Although the introduction of mass screening is the most likely explanation for the increased incidence of particularly early stage invasive breast cancer, increasing exposure to risk factors is also relevant (Louwman et al, 2008). Factors such as younger age at menarche, older age at menopause, older age at the birth of first child, lower parity, and shorter lactation have changed adversely over the past decade and so have probably contributed to the observed increase (MacMahon, 2006). Recently, the beginning of a decline in invasive cancers has been reported, attributed both to an increase in mammography-detected in situ cases and, particularly in the United States, a contemporaneous decline in the use of hormone replacement therapy (Jemal et al, 2007; Ravdin et al, 2007; Malmgren et al, 2008). However, the increasing trend of invasive breast cancers in the south of Switzerland, together with the stage shifting described above, along with tumour diameter decrease and in situ cancer increase, seems to be because of a progressive increase in the use of early detection diagnostics.

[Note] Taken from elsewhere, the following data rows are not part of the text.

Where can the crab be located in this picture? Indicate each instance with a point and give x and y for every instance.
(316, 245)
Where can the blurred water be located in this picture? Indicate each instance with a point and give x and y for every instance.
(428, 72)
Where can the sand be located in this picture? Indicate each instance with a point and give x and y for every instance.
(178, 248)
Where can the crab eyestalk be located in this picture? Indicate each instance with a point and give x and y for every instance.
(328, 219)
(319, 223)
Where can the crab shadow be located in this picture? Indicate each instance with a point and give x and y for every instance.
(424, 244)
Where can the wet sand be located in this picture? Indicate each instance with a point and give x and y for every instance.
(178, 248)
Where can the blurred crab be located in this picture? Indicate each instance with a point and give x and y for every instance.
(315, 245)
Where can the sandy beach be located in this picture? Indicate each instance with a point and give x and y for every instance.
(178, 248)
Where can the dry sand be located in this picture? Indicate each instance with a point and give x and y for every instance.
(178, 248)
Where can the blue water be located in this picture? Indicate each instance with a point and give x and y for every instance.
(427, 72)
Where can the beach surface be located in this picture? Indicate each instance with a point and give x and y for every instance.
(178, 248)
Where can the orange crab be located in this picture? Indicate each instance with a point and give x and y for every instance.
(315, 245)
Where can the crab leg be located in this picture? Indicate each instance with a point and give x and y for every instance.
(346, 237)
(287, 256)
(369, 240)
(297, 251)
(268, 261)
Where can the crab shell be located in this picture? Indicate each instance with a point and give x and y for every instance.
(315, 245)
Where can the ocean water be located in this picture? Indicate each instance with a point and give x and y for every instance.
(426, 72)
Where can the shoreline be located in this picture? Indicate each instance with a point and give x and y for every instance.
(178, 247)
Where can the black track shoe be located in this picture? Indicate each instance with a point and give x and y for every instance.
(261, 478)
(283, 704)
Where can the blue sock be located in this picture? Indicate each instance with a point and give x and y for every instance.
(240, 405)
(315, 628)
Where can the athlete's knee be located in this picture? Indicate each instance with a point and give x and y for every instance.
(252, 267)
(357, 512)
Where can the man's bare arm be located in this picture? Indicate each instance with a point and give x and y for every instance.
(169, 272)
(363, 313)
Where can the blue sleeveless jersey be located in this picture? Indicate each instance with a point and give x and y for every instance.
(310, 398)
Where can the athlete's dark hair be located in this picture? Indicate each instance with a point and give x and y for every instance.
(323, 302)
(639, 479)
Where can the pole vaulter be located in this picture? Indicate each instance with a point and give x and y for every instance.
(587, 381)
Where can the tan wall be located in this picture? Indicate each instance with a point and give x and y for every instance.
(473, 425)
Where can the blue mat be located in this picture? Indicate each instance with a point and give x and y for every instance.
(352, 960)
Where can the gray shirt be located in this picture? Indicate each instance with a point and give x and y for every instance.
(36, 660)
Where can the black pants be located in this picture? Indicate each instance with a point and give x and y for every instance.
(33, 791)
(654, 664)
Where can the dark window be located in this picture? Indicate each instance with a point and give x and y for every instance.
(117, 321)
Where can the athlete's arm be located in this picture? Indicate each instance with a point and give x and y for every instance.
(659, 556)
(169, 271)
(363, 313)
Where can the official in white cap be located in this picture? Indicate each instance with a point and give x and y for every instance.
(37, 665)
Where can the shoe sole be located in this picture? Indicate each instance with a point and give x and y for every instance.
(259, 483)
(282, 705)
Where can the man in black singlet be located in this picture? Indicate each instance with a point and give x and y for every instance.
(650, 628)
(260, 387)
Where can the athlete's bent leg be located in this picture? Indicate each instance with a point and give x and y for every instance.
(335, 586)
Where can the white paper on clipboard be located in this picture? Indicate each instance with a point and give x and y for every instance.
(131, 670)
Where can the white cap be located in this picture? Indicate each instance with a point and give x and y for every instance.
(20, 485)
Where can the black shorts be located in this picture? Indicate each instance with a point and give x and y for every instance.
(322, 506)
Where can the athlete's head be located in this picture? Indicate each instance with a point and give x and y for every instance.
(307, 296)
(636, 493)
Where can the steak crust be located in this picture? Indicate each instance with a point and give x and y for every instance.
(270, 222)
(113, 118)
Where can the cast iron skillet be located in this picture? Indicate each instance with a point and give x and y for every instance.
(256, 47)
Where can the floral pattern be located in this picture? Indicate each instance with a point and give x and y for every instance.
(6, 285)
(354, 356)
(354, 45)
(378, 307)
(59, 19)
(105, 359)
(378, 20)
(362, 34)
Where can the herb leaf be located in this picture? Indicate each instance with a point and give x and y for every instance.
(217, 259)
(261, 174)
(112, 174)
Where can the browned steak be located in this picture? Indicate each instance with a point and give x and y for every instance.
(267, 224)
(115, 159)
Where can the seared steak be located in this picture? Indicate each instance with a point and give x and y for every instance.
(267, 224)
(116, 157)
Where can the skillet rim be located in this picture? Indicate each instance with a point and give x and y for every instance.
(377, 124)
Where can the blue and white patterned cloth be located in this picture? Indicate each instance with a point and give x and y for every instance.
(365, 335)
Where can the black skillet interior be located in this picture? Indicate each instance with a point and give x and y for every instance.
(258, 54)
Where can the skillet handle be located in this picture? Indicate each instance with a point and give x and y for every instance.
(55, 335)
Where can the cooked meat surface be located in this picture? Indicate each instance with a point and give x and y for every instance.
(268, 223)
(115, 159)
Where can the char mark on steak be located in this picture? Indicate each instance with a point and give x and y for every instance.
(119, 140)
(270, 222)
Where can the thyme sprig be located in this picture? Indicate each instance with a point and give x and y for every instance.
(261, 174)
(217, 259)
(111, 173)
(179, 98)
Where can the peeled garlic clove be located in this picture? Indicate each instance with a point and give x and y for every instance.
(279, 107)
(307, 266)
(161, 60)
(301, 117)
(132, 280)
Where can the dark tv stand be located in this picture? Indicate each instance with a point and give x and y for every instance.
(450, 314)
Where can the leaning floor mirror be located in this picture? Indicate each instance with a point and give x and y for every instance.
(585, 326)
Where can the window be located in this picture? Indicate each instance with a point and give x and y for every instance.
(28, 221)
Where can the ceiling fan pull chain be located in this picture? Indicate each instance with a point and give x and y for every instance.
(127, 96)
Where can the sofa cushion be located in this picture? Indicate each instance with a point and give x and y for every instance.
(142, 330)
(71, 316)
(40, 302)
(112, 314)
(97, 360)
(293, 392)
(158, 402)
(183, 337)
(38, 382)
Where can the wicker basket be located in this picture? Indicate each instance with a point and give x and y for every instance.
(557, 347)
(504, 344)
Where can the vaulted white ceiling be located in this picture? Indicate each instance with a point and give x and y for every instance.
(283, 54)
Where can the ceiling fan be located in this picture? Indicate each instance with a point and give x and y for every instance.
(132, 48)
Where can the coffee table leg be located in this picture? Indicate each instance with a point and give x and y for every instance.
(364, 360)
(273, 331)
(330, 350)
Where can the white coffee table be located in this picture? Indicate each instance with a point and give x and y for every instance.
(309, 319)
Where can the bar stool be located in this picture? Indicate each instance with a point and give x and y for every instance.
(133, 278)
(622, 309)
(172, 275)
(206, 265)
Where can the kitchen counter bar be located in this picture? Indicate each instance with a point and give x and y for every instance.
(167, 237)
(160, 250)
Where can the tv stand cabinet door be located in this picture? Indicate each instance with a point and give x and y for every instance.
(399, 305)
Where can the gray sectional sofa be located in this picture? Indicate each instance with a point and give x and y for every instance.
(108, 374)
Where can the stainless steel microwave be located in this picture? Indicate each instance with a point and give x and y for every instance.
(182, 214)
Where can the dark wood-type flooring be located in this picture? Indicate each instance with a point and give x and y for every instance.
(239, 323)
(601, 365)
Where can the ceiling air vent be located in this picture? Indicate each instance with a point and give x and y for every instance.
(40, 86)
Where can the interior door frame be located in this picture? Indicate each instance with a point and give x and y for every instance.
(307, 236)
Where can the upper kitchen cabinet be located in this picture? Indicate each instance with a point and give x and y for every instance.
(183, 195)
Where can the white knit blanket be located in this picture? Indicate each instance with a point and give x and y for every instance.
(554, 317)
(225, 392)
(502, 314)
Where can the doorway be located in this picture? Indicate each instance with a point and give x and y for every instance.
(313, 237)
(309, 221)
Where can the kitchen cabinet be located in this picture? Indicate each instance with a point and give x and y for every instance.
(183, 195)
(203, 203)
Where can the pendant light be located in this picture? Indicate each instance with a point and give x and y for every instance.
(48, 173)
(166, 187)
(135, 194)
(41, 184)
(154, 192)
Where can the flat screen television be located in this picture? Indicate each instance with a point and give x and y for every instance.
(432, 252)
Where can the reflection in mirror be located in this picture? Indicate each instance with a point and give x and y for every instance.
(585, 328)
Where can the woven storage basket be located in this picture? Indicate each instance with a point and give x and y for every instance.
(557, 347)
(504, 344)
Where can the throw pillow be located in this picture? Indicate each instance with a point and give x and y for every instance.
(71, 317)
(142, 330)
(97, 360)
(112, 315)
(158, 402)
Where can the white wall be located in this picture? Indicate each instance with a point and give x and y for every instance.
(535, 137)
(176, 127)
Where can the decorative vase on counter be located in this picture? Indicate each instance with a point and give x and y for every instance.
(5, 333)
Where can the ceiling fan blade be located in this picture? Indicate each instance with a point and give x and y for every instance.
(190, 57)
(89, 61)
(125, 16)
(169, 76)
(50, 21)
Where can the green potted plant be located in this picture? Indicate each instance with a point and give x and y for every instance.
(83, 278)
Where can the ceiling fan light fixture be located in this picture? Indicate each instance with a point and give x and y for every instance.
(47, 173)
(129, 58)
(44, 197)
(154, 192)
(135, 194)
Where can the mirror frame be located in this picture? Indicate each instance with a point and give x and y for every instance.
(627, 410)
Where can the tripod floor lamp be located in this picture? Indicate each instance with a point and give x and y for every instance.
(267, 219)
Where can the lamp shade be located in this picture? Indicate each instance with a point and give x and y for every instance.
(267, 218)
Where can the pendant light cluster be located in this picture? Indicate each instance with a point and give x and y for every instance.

The increasing trend of positive prognostic factors shows that opportunistic mammography screening can make a substantial contribution to breast cancer diagnosis; yet the data also show that there is room for additional improvement in early detection in comparison with features achieved where organised screening is established.

Conflict of interest

The authors declare no conflict of interest.